Singles’ Day: A record take, but growth rate slows for Alibaba
$30.7bn – a new record one-day take for e-commerce giant Alibaba and its Singles’ Day event on Sunday.
But while the world’s biggest online sales event is still recording double-digit gains for the 24-hour shopping frenzy, this year’s annual growth rate actually dropped to its slowest-ever, from 39% to 27%. That was at the low end of analysts’ estimates, and the smallest rate in the event’s 10-year history.
Is 27% really bad news? No, it’s still huge by anyone’s measure and the bigger any event or company gets, the harder it is to repeat the rocket-fuelled growth rates of earlier times.
Just how big the event is was reflected in the pre-launch televised stage show in Shanghai. This year, it featured US singer Mariah Carey, Australian model Miranda Kerr, a Japanese Beyoncé impersonator and a Cirque du Soleil performance.
Singles’ Day, also called ‘Double 11’, outstrips the sales of US shopping holidays Black Friday and Cyber Monday combined. The CNY213.5bn total surpassed last year’s full-day sales record of CNY168bn in under 16 hours. During this year’s event Albibaba said it worked with 180,000 brands in over 200 countries, and shortly before midnight on Sunday it had sent out over 1bn packages.
Alibaba recorded roughly $10bn in sales in the first hour after midnight as shoppers snapped up hot items including iPhones, furniture and milk powder, starting pre-dawn. Beauty products from Japan’s Kao and Dyson hairdryers booked CNY10m each in sales in the first hour of trading on Sunday, according to Alibaba.
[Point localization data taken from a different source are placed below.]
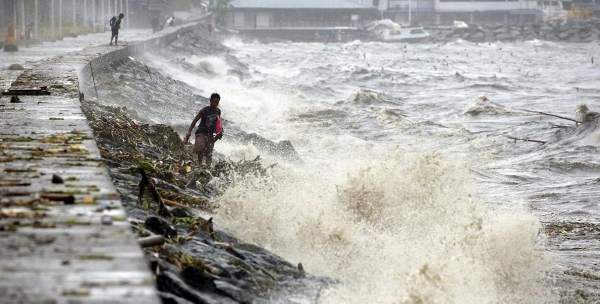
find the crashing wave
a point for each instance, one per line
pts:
(398, 229)
(484, 106)
(367, 97)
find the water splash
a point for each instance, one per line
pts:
(402, 229)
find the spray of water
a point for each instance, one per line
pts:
(392, 226)
(401, 229)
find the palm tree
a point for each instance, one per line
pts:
(221, 8)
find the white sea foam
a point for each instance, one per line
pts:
(400, 229)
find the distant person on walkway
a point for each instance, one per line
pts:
(209, 130)
(115, 26)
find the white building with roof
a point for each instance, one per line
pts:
(470, 11)
(282, 14)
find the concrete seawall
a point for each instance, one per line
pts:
(64, 234)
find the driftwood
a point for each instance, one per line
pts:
(151, 241)
(147, 186)
(553, 115)
(526, 139)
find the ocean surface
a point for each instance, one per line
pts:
(411, 187)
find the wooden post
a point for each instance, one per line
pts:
(74, 13)
(52, 20)
(93, 79)
(21, 9)
(85, 17)
(10, 45)
(60, 21)
(36, 19)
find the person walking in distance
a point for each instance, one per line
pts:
(115, 26)
(209, 130)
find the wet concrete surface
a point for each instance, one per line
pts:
(64, 236)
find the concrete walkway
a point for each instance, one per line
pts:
(64, 236)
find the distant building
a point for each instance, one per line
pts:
(271, 14)
(440, 12)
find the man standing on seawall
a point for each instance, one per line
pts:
(115, 26)
(209, 130)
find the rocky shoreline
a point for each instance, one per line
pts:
(170, 201)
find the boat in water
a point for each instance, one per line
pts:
(405, 34)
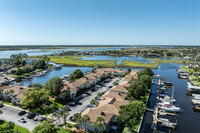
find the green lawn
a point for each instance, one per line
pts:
(72, 61)
(65, 131)
(138, 64)
(127, 131)
(20, 129)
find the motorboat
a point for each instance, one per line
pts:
(171, 108)
(163, 119)
(195, 102)
(167, 100)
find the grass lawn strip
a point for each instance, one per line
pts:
(20, 129)
(72, 61)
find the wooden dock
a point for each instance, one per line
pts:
(157, 112)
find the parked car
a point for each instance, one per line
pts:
(88, 94)
(90, 105)
(22, 120)
(22, 113)
(36, 118)
(71, 118)
(1, 105)
(41, 118)
(72, 104)
(66, 106)
(93, 89)
(84, 95)
(31, 115)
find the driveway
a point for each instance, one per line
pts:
(11, 114)
(86, 100)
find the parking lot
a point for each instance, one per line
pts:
(86, 100)
(11, 114)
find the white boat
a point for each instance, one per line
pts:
(158, 75)
(163, 119)
(195, 102)
(163, 104)
(167, 100)
(193, 88)
(197, 98)
(171, 108)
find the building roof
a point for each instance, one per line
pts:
(73, 85)
(117, 95)
(111, 105)
(120, 88)
(18, 91)
(95, 113)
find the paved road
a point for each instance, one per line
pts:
(11, 114)
(86, 100)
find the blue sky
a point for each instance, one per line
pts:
(100, 22)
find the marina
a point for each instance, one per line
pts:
(188, 118)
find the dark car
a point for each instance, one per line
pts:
(68, 108)
(31, 115)
(22, 113)
(1, 105)
(93, 89)
(72, 104)
(87, 94)
(110, 86)
(72, 118)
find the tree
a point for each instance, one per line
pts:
(64, 113)
(54, 86)
(33, 98)
(94, 101)
(85, 119)
(39, 64)
(130, 114)
(76, 75)
(45, 108)
(78, 118)
(136, 90)
(52, 106)
(10, 126)
(128, 70)
(12, 91)
(45, 58)
(19, 72)
(1, 112)
(59, 115)
(98, 124)
(45, 128)
(65, 95)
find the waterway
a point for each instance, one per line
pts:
(188, 120)
(35, 52)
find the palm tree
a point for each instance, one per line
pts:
(52, 106)
(58, 115)
(45, 108)
(1, 112)
(98, 123)
(12, 91)
(77, 117)
(85, 119)
(9, 125)
(65, 113)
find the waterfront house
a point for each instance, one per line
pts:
(108, 109)
(16, 95)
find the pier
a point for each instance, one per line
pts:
(157, 112)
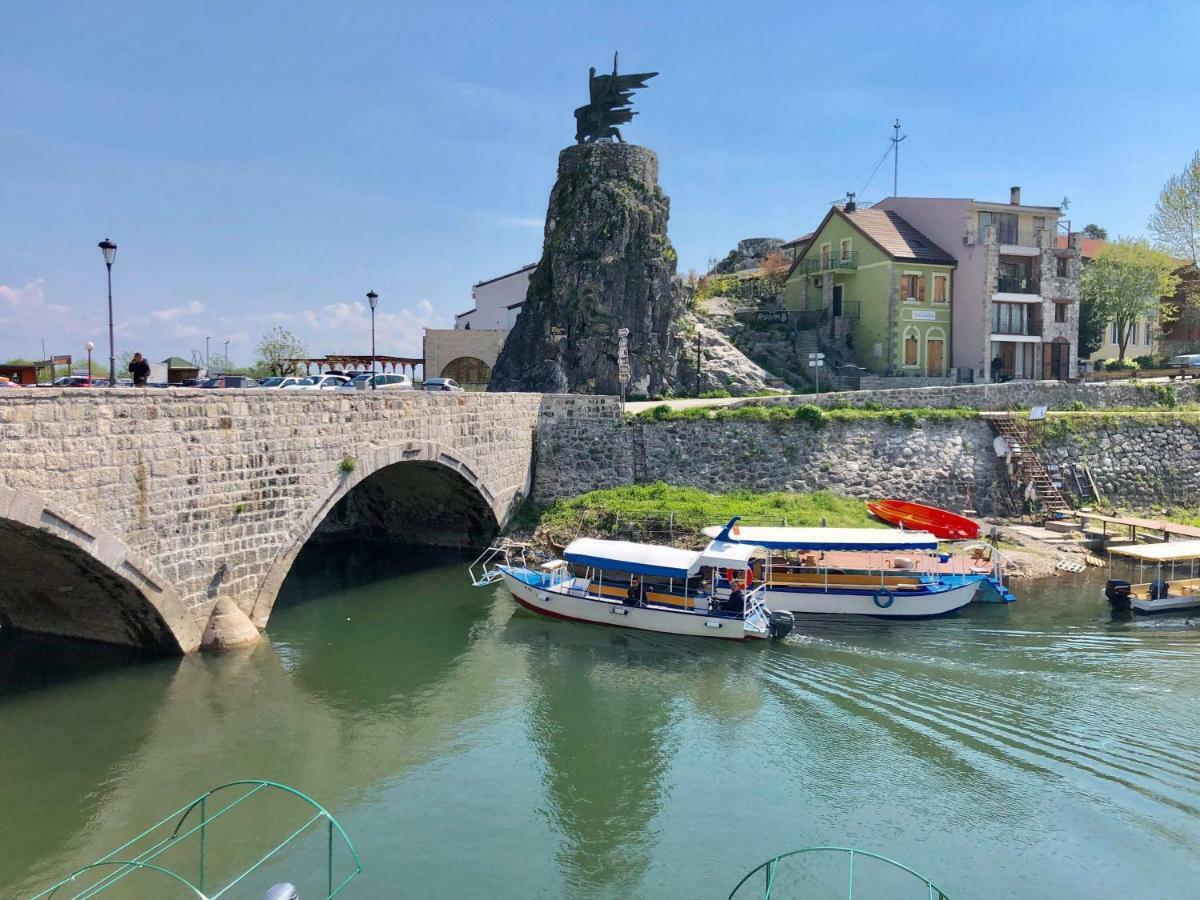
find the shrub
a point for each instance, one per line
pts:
(810, 413)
Sales of those international brands echoed research by global consultancy Oliver Wyman, which revealed that around 57% of surveyed consumers intended to buy overseas goods.
While small appliances and beauty were strong on Sunday, sales in big-ticket items including large appliances slowed, tracking a downturn in the housing market, Alibaba vice-chairman Joe Tsai said. “If people aren’t buying new homes, they aren’t buying appliances,” he admitted.
News of the event’s growth slowdown comes as Alibaba is grappling with a slimmer sales outlook amid rising trade tensions the US that have taken a bite out of China’s economy.
Earlier this month it revised down its full-year sales outlook by 4%-6%. To compensate, the company will take in less commission from its platforms in the near term in order to retain brands and attract new buyers, it said.
Online sales growth is also slowing across the board in the country’s eastern mega-cities, including Shanghai and Beijing, and Alibaba said roughly 75% of new users last quarter were in “less developed” areas.
Despite the milder growth, executives were upbeat on Sunday at a press event in Shanghai, attended by roughly 800 journalists who watched a live-streamed ticker of the sales.
“Today we reached CNY200bn. But we have to change. We have to continue to change to reach 300bn or 500bn,” said chief executive Daniel Zhang, who is credited with being the architect of the original Singles’ Day sale.
The event has boomed along with China’s rising middle class, and the day has now become a test for an economy grappling with falling property prices, volatile stock markets and a growing trade war.
Executive vice-chairman Joe Tsai also acknowledged that while a trade war might negatively affect China’s economy in the short term, a wave of increasingly affluent consumers is likely to lift both the country and the company.
“There are 300m [in China’s] middle class. In the next 10, 15 years, that number will double to 600m,” Tsai said. “That number is not going to stop, trade war or no trade war.”
But analysts said the sales continued to be cannibalised by competing events, including the “618” festival spearheaded by Alibaba competitor JD.com Inc in June.
JD.com, which also has a longer Singles’ Day sales event culminating on November 11, said sales in the period had hit CNY159.8bn ($23bn) this year, up about 26% from last year.